Paul reinforced the following for me:

  • -Be very careful with what you say to a patient, especially if they are a minor. The language a health professional uses can have a calming or a detrimental effect on the patients experience of pain. Here is one great example of that. The professionals he saw may or may not have given him the advice he understood but that is unimportant. What is important is what he heard and understood. Always ask your patient to tell you what they will tell their mother/wife/husband/friend when they leave the clinic regarding what is causing their pain. Ensure you are both on the same page otherwise you could end up in a world of trouble.

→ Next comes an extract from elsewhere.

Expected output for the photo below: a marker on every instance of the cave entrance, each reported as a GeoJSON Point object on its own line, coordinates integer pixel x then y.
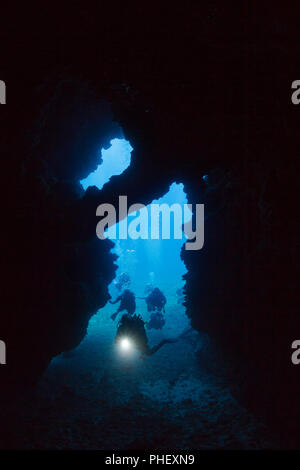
{"type": "Point", "coordinates": [147, 263]}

  • -If I were to presume the GP did tell this patient to stay away from sport, imagine the consequences. A 14 year old kid with back pain told to avoid sporting activity would have very likely sentenced him to pain for the rest of his life. Reducing movement to combat persistent back pain will make things worse in my experience. It is very rare that good advice for back pain is stop moving unless something very sinister is going on. The truth is usually quite the opposite.
  • -A good attitude is half the treatment. This patient’s attitude was top notch. Many patients come in and want you to fix them. This patient was just fifteen years of age and just wanted reassurance that he was OK to move about and play the sport he loved. The advice he was given in the past could have sent him down a very dark path but he chose to keep moving. Once we have discounted anything malicious happening that’s the best thing he could possibly do. I’m very confident that once he has good support behind him when he needs it, he can manage this pain successfully.

I would be lying if I said every patient interaction teaches me something. There are a lot of these opportunities to learn however and these two very similar teenagers provide lessons for not just clinicians but other guys their age and maybe some parents out there reading.